I was ready to buy I’m glad I didn’t then since you paid 100 lol . I’m looking for a tank for a schwinn


----------



## Jay81 (Apr 26, 2018)

ohmybike said:


> I was ready to buy I’m glad I didn’t then since you paid 100 lol . I’m looking for a tank for a schwinn




Yeah they were readily available for a while here on cabe for around 100 or a little more. There may still be a few available on here if you do a search, although I don't know if they'll work for a Schwinn. They are Shelby tanks as far as I know.


----------



## stezell (Apr 27, 2018)

Jay81 said:


> Yeah they were readily available for a while here on cabe for around 100 or a little more. There may still be a few available on here if you do a search, although I don't know if they'll work for a Schwinn. They are Shelby tanks as far as I know.

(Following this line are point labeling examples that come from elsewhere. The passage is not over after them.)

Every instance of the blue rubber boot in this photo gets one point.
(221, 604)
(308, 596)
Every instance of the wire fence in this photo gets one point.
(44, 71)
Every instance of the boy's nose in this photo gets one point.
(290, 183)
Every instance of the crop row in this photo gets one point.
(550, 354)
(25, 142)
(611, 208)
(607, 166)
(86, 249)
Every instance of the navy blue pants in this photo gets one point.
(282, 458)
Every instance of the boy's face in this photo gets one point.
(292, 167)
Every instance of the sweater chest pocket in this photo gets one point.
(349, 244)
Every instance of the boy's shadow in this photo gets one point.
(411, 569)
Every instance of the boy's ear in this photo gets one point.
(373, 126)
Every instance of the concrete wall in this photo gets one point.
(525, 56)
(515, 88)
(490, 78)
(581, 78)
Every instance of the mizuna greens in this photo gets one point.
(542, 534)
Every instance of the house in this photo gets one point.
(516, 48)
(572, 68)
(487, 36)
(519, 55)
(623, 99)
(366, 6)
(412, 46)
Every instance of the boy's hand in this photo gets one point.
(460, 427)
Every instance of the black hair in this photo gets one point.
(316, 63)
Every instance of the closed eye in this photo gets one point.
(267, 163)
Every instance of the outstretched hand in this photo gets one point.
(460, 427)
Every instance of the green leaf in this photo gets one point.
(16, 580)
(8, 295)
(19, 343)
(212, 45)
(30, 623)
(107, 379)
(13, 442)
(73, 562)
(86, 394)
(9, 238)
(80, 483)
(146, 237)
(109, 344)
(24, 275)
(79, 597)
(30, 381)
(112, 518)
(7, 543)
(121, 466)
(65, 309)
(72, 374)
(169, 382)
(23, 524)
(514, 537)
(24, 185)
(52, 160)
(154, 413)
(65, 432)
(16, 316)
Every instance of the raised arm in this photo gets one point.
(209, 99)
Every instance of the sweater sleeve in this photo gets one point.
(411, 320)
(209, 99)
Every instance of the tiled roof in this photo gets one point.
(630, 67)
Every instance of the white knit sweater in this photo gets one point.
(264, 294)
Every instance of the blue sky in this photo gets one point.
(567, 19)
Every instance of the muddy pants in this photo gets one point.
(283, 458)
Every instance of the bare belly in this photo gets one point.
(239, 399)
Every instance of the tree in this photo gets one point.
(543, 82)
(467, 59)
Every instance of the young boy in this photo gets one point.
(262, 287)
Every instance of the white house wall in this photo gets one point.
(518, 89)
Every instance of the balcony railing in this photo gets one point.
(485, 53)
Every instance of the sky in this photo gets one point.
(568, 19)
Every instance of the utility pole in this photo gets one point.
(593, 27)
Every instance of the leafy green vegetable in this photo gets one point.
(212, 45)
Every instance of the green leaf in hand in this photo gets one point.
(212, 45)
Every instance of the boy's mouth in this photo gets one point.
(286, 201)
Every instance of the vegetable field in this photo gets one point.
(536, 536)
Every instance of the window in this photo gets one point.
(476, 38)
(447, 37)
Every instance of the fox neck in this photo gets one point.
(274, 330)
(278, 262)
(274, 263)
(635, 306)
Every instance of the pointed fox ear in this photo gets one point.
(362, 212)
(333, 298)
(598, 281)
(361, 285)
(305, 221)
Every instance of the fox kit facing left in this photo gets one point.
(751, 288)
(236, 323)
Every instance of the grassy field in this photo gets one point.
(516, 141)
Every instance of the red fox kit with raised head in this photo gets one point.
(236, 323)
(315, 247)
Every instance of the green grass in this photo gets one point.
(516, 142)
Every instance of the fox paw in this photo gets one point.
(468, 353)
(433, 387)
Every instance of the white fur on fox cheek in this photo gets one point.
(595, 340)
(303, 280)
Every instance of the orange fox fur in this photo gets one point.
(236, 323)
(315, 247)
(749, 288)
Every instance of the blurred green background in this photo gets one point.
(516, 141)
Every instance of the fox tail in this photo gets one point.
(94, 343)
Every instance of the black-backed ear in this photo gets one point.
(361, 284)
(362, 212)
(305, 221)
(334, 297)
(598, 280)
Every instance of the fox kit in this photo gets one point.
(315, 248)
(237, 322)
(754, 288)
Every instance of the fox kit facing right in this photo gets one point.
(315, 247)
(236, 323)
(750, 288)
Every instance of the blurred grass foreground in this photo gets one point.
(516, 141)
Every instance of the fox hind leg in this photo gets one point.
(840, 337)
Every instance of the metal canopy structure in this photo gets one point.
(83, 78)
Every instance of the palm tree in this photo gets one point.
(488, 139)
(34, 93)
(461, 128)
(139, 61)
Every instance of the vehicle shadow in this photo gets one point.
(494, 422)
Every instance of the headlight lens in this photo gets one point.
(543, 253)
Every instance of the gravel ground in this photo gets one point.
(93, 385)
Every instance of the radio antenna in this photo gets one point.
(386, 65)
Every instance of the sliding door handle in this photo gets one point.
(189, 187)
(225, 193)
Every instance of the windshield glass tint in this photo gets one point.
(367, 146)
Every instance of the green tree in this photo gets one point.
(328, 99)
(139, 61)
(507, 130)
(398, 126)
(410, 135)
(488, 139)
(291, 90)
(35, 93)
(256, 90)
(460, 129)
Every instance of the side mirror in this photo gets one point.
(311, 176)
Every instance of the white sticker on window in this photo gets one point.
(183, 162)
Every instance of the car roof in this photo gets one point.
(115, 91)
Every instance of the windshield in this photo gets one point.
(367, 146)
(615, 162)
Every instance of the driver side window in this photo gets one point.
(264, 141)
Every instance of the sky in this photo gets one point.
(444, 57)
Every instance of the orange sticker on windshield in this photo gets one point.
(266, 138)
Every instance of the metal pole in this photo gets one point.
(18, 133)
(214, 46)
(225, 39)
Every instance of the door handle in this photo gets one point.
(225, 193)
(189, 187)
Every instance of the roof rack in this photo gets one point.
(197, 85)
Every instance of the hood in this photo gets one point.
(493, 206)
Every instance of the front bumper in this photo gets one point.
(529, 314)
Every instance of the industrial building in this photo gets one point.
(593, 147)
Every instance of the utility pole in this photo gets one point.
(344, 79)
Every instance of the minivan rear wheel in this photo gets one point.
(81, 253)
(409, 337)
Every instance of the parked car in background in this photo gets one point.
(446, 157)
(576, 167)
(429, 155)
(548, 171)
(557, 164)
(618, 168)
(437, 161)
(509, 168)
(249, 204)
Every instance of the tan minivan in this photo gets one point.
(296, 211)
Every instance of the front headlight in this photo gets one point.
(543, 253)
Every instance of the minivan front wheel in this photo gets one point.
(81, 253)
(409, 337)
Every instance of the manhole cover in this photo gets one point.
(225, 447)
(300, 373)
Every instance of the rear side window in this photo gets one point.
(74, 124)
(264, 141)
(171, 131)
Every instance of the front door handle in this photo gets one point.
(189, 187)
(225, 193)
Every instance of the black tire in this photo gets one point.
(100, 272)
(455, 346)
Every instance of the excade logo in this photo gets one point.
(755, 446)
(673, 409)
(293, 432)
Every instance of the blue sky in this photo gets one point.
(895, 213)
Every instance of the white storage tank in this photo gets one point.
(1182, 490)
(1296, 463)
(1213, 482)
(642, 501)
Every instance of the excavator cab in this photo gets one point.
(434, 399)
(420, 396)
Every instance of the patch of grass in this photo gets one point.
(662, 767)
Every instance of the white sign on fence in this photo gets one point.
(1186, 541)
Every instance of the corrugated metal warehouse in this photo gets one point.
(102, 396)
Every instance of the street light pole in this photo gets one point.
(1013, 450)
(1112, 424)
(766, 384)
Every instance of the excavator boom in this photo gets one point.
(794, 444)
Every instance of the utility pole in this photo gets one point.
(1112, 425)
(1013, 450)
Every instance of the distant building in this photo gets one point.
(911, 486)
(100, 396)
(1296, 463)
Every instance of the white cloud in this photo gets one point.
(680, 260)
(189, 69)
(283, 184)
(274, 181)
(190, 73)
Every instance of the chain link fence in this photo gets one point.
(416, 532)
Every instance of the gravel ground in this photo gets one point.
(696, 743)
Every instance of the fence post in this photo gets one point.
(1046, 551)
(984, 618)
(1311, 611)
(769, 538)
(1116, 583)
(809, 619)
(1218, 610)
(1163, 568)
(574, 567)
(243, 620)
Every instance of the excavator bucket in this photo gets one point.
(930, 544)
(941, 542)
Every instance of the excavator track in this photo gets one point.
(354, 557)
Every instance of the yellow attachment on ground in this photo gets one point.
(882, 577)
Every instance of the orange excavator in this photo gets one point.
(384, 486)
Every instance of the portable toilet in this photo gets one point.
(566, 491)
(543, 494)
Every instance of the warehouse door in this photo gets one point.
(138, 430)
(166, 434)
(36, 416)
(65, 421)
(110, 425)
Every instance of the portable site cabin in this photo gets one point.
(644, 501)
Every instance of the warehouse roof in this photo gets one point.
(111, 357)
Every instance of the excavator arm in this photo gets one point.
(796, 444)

They were all sold and shipped to Mexico about a month ago. 
Sean


----------



## manuelvilla (Apr 29, 2018)

stezell said:


> They were all sold and shipped to Mexico about a month ago.
> Sean



Guess whos the guy that bought them???

Lol


----------



## ohmybike (Apr 29, 2018)

manuelvilla said:


> Guess whos the guy that bought them???
> 
> Lol
> 
> ...


----------



## manuelvilla (Apr 29, 2018)

ohmybike said:


>



See @ohmybike ...im very serious guy but more very sick Bike guy lol


----------



## Barto (Apr 30, 2018)

Dag manuelvilla, no way you're married...lol    What do your tanks fit??


----------



## fordmike65 (Apr 30, 2018)

Motorbike Tank Jenga anyone?


----------